Em 2018, a legislação passou a contar com o acréscimo dos artigos 318-A e 318-B, que trata sobre a aplicação da medida para mulheres gestantes ou mães responsáveis por crianças ou pessoas com deficiência. Há exceção caso o crime seja cometido com violência ou grave ameaça, e também caso tenha se destinado contra o filho ou dependente. 

Além disso, os artigos também mantêm a aplicação da decisão de forma simultânea às medidas cautelares diversas da prisão, como o comparecimento periódico em juízo, proibição de ausentar-se da comarca e recolhimento em períodos determinados pela justiça.

Porém, mais da metade das decisões judiciais são desfavoráveis em pedidos de prisão domiciliar para mães acusadas por crimes sem grave ameaça ou violência.

No caso de Manoela*, a justiça negou os pedidos de liberdade provisória e prisão domiciliar sob o argumento dela não ter endereço ou trabalho fixos. Somado a isso, a jovem tem dois processos anteriores suspensos por não ter sido encontrada para citação.

De acordo com o Tribunal de Justiça de São Paulo (TJSP), representado pela juíza Carla Santos Balestreri, não há, no caso, os requisitos previstos para prisão domiciliar já que, segundo a decisão, a acusada “informou possuir três filhos menores, um dos quais está sob a guarda paterna, tendo narrado, outrossim, que os outros dois possuem avó materna, que poderá, portanto, zelar pelos infantes”.

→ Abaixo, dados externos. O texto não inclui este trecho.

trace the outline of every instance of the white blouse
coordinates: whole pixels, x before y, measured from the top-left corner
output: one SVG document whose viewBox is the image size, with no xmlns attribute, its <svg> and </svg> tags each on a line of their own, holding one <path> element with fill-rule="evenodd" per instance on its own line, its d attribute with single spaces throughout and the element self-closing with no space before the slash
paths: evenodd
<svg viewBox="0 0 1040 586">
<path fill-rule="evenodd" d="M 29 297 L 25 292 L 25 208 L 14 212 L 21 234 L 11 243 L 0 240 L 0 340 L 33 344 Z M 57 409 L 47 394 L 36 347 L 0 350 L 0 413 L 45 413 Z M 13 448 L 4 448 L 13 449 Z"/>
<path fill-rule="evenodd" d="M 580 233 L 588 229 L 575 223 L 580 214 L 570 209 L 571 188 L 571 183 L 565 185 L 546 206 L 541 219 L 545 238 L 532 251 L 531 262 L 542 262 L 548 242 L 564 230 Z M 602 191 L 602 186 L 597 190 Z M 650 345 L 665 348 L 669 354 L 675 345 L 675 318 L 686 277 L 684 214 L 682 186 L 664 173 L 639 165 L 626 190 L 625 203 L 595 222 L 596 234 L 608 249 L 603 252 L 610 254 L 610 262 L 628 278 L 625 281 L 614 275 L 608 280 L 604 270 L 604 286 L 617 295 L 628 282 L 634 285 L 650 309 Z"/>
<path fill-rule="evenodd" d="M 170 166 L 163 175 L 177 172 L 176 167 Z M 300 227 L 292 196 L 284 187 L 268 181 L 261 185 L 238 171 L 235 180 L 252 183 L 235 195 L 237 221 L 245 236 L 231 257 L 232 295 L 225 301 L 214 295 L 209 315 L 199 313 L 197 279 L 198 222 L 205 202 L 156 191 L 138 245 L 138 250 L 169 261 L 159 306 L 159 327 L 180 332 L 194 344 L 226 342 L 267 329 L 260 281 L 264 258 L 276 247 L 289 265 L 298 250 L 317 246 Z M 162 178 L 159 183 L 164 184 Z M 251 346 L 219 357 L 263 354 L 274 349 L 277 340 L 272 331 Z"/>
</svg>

No processo, a qual a Alma Preta Jornalismo teve acesso, a Defensoria Pública de São Paulo, responsável pela defesa da jovem, destaca a prisão preventiva como “desnecessária e absolutamente desproporcional”, pois o argumento em relação às passagens anteriores por audiência de custódia ferem o princípio da inocência.

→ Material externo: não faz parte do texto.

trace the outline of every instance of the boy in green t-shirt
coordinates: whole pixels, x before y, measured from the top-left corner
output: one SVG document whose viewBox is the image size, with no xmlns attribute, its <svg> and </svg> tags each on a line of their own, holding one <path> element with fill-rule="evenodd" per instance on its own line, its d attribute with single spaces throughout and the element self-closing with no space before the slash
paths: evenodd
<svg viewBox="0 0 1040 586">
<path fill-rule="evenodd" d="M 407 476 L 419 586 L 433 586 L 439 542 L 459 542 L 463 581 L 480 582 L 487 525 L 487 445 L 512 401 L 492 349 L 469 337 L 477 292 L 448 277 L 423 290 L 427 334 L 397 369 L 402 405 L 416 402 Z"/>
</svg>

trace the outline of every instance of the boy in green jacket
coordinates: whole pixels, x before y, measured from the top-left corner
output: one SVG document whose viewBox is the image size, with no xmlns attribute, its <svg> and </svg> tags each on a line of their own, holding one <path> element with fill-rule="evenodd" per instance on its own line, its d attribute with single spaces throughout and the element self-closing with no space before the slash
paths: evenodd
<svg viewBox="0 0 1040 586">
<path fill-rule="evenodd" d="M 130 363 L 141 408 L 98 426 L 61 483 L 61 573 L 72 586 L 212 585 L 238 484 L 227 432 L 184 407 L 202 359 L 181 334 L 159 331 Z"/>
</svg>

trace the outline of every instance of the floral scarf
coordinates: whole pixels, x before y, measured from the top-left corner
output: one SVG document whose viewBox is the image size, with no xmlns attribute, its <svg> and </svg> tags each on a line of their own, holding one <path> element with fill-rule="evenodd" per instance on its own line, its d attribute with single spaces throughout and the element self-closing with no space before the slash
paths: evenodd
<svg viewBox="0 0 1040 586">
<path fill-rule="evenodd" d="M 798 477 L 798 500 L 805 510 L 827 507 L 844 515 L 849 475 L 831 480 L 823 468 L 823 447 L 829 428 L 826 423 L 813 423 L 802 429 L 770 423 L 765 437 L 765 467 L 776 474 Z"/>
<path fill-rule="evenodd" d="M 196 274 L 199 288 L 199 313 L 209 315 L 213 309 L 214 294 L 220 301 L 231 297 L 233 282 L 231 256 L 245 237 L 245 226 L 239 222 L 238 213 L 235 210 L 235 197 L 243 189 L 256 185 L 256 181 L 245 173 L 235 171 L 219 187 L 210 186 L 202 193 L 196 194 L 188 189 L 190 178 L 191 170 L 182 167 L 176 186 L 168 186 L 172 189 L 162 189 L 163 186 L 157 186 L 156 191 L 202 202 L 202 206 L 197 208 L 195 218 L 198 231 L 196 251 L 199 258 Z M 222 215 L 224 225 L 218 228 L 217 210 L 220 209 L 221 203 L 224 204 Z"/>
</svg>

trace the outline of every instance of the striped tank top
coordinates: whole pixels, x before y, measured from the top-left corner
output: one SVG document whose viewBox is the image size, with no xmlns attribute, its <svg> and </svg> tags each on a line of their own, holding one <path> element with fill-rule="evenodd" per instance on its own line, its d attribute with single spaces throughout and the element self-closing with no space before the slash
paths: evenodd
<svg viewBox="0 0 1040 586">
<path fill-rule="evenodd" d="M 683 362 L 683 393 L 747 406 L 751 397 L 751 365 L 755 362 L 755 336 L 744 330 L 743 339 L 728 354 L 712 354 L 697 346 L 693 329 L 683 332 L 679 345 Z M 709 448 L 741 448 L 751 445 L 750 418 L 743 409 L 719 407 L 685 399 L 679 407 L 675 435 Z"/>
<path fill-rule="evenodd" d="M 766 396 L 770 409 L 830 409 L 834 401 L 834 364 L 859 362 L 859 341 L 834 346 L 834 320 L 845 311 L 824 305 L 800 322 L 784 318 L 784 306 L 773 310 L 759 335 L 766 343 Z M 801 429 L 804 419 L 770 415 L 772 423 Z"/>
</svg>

“Não há notícia de condenação com trânsito em julgado em relação às acusações anteriores que recaem sobre a paciente, consoante reconhecido na própria decisão judicial”, cita um trecho da Defensoria.

A defensora Camila Galvão Tourinho, atual coordenadora auxiliar do Núcleo Especializado de Situação Carcerária (NESC), órgão interno da Defensoria Pública do Estado de São Paulo, afirma que a jovem informou seu endereço no interrogatório na delegacia e em audiência de custódia.

Ela também ressalta que o caso de Manoela* cumpre os requisitos legais para a prisão domiciliar, visto que ela é mãe de filhos menores de 12 anos e está sendo acusada por crime sem violência ou grave ameaça.

“Ainda que estejam presentes os requisitos legais, muitas vezes os pedidos de prisão domiciliar são indeferidos pelo Poder Judiciário sob diversas justificativas que não têm previsão legal, como por exemplo a existência de antecedentes criminais, a hediondez do crime de tráfico, a ausência de prova de que a mãe seja a única responsável pela criança, dentre outros”, comenta a defensora.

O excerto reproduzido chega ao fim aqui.